The other parents were as delighted with the charm and warmth of the staff as we were.
So go ahead and book. But please, leave at least one bure free next year. We're already planning our trip back.
Three things to do
1. Savusavu Farmers Market
These bustling, colourful markets are the hub of the small township of Savusavu and Saturday is the day the locals traditionally do their shopping. Check out the freshly caught fish, crabs and prawns being sold by fishermen and piles of fresh vegetables and fruit grown by the farmers.
2. Waisali Rainforest Reserve
About 20 kilometres north of Savusavu town is a tropical rainforest where you can hike to a waterfall and take a cooling dip in the freshwater jungle pool. Most resorts offer trips to the rainforest and waterfall, however taxi drivers also know the way.
3. Black Pearl Farm Tours
Take a tour to see a working pearl farm established by marine biologist Justin Hunter and afterwards take the opportunity to buy pearls from the company's J. Hunter Pearls Fiji showroom. Tours are scheduled Mondays to Fridays at 9.30am and 1.30pm, and on Saturdays at 10am, +679 885 0821, pearlsfiji.com.
Jetstar, V Australia and Air Pacific fly from Sydney to Nadi from about $210 one-way.
Pacific Sun flies between Nadi International Airport and Savusavu twice daily from $F199 ($114) one way, pacificsun.com.fj.

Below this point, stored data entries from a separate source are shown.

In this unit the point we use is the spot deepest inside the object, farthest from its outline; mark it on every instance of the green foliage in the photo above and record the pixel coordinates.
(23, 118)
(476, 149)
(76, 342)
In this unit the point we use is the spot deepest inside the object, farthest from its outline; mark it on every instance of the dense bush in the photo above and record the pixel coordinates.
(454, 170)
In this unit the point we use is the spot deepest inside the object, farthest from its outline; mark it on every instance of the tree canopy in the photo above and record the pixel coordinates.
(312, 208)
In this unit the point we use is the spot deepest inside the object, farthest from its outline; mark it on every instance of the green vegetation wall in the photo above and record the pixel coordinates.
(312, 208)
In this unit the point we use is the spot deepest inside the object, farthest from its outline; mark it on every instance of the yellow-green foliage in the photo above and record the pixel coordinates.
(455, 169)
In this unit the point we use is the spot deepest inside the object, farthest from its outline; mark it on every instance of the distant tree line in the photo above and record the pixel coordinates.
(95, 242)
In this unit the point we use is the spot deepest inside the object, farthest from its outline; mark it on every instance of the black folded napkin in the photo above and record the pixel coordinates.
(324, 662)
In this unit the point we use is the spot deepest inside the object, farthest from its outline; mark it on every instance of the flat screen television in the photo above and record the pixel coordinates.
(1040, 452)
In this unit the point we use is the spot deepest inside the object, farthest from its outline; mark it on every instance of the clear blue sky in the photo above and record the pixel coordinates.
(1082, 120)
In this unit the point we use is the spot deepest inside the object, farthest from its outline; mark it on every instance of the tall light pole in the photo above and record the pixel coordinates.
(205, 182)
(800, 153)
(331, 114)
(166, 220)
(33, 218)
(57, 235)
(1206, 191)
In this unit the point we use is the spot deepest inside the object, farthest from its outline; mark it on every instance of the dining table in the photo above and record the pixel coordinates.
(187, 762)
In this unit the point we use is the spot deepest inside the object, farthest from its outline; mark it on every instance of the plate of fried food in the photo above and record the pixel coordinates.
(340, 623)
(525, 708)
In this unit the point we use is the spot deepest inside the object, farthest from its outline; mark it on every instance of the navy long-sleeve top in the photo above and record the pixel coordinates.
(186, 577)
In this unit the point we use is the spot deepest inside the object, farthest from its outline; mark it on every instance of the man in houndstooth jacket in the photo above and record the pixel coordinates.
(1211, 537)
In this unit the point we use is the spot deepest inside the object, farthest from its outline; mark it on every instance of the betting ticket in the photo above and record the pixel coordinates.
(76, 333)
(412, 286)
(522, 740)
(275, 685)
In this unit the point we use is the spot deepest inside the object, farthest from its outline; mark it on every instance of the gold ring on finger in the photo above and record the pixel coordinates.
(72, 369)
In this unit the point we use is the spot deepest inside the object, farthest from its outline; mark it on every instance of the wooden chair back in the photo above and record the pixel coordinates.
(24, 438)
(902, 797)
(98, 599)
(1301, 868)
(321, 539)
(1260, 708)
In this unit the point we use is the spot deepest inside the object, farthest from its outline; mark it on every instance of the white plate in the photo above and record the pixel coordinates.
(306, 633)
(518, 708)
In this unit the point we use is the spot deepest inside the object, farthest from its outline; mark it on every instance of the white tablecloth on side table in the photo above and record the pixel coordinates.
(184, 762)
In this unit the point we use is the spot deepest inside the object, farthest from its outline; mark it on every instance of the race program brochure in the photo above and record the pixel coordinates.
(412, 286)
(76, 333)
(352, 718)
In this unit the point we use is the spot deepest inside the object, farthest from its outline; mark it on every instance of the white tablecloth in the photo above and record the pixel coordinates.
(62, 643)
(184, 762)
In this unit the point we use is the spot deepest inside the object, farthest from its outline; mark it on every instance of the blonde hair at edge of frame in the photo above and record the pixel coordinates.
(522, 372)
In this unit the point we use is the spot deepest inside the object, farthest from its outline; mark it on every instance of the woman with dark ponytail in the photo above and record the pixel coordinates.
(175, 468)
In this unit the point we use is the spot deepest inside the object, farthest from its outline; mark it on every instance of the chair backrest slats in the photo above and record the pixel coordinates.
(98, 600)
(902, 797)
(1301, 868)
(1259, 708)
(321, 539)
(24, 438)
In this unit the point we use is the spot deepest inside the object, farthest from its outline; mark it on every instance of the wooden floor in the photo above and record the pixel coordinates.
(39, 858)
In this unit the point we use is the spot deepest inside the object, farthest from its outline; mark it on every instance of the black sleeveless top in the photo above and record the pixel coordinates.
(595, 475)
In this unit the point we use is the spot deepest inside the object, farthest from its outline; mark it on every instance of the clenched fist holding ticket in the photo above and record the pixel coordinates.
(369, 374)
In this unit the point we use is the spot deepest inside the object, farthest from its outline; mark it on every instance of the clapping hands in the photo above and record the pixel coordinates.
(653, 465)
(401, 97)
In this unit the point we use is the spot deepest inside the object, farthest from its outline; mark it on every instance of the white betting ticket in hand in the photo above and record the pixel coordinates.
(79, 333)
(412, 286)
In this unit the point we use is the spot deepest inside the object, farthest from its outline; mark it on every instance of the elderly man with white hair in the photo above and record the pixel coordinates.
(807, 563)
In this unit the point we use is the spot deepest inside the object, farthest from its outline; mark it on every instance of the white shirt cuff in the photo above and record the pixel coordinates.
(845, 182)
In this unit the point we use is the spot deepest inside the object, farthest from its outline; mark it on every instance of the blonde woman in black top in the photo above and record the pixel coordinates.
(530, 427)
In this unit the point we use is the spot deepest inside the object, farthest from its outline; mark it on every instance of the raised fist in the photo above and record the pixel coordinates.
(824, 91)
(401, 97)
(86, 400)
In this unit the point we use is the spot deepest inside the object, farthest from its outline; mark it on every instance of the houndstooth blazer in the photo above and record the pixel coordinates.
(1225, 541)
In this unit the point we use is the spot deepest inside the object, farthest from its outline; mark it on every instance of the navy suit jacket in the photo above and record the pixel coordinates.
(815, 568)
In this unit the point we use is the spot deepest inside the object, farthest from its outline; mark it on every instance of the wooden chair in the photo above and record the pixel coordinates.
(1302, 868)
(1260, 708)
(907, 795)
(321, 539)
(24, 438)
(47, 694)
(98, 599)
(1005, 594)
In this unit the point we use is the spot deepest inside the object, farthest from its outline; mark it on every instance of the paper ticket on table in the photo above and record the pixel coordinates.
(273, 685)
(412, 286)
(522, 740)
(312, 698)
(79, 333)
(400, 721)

The rates for two adults and two children 12 and under are are $820 plus 17.5 per cent tax a night for a Gardenview bure, inclusive of all gourmet meals, bottled soft drinks, Fiji water, specialty teas, ground coffee, most activities, Bula Club for children 9am-9pm, exclusive nanny for each child five and under, Fijian buddy for children six-12 years and return vehicle transfers from the local airport.
The resort is currently offering a stay six nights and pay for five Family Package, and a Dive and Rejuvenation stay seven nights and pay for five family package (conditions apply). (03) 9815 0379 or 1300 306 171, fijiresort.com.